# Indiana Regulation Hearing



## throbak (Jul 8, 2012)

http://www.in.gov/legislative/iac/20150729-IR-312140510PHA.xml.pdf We need every one we can get to show up Aug.24 at 5:30 at Spring Mill State Park Rumor has it that Paylakers from Ohio are bringing a bus and CF from 4 states I dont believe it but its being said This will be a big step for us and hopefully just the beginning


----------



## Fisherman 3234 (Sep 8, 2008)

Wish I could make it Dale, what was the reasoning for having it on Monday night?


----------



## Salmonid (Apr 14, 2004)

DNR meeting are always on weeknights, ( its a state thing) anyways Im hoping to tag along with Justin if I can get off work early enough to do it.

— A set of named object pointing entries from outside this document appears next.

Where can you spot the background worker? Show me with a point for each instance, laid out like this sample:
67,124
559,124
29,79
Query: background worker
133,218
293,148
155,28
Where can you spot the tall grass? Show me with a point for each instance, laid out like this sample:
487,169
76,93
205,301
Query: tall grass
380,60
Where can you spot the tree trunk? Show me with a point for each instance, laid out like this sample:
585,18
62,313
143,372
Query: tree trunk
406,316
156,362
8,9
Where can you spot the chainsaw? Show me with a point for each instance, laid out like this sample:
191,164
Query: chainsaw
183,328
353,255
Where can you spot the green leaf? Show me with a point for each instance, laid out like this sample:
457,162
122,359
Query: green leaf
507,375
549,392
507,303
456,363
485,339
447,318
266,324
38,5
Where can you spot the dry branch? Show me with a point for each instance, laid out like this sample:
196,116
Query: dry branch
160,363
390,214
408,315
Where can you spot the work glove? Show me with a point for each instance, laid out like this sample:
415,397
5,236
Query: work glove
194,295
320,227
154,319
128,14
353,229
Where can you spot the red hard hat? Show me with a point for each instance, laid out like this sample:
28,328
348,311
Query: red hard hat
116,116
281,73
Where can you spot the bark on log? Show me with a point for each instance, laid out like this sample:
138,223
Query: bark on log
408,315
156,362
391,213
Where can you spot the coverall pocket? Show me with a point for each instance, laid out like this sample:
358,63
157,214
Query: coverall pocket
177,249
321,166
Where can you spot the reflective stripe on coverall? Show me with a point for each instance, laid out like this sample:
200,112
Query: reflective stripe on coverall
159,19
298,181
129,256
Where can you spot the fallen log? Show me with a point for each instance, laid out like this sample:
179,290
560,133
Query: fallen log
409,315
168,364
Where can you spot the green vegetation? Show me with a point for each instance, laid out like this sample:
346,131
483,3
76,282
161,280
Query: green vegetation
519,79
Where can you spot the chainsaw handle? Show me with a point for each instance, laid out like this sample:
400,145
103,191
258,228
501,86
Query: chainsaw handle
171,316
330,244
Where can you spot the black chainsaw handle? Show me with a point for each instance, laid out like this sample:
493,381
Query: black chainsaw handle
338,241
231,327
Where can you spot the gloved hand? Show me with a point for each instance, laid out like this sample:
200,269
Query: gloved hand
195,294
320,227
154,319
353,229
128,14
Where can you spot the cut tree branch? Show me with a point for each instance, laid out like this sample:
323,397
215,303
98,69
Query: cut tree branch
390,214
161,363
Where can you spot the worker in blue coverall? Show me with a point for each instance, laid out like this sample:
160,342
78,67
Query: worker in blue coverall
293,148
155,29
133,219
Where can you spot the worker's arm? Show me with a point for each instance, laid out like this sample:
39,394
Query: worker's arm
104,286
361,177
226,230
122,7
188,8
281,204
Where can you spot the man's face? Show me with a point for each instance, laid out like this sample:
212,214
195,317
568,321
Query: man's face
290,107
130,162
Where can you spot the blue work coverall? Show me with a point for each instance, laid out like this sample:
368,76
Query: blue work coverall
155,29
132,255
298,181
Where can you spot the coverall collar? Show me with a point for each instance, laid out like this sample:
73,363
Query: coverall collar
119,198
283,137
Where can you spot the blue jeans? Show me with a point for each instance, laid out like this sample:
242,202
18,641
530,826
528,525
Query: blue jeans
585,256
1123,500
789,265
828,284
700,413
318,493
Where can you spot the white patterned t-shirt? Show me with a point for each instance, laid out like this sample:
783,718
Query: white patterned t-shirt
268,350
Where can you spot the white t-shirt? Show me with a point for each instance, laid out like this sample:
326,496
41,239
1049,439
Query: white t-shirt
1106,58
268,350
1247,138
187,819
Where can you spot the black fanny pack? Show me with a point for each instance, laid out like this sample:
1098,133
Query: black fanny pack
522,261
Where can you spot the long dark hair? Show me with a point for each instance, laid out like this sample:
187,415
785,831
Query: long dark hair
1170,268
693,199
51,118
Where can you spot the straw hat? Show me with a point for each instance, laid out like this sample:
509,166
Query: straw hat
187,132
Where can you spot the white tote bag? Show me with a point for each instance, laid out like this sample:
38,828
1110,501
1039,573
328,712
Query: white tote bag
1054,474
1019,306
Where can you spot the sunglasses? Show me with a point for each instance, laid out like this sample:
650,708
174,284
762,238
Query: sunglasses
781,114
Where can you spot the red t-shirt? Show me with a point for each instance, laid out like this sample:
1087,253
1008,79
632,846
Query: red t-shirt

This meeting is the public comments mtg for tighter catfish regs , correct? ( in Indiana but with so much shared waterways, I know its VERY important for us to make a big showing, numbers speak volumes at these types of meetings.

Salmonid


----------



## throbak (Jul 8, 2012)

http://www.in.gov/dnr/fishwild/2362.htm Comment here till Aug 24th


----------



## katfish (Apr 7, 2004)

Sure hope this works out better than KY.


----------



## throbak (Jul 8, 2012)

throbak said:


> http://www.in.gov/legislative/iac/20150729-IR-312140510PHA.xml.pdf We need every one we can get to show up Aug.24 at 5:30 at Spring Mill State Park Rumor has it that Paylakers from Ohio are bringing a bus and CF from 4 states I dont believe it but its being said This will be a big step for us and hopefully just the beginning


----------



## throbak (Jul 8, 2012)

Thank you OHIO for making the Trip We made a difference Last Night paylakers were a NO Show


----------



## Fisherman 3234 (Sep 8, 2008)

Great to hear Dale, it sounds like the commercial guys stuck their foot in their mouth on more then one occasion.


----------



## throbak (Jul 8, 2012)

Fisherman 3234 said:


> Great to hear Dale, it sounds like the commercial guys stuck their foot in their mouth on more then one occasion.


That They did could not believe my ears when he said the reason we could not catch anyfish was they were all full of aisan Carp said every Blue and I think he said Flathead he cleaned was full of AC.. His buddies were about to come out of their seats LOL and said catfish were just a Bonus to him and he made a living fishing . Winston said no one was concerned about his Bonus why should we be about his? again LOL


----------



## Fisherman 3234 (Sep 8, 2008)

I have a feeling that they will in the end bury themselves.


----------



## throbak (Jul 8, 2012)

The Catfish amendments were passed unanimously Indiana Has REGS 1 over 35 blue or flat 1 over 28 channel NOTHING under 13 inches The ENTIRE OHIO RIVER and all other waters in the State Thanks TO ALL and most of all Justin Browning and Jim Loudermilk


----------



## Fisherman 3234 (Sep 8, 2008)

A good step in the right direction!!!


----------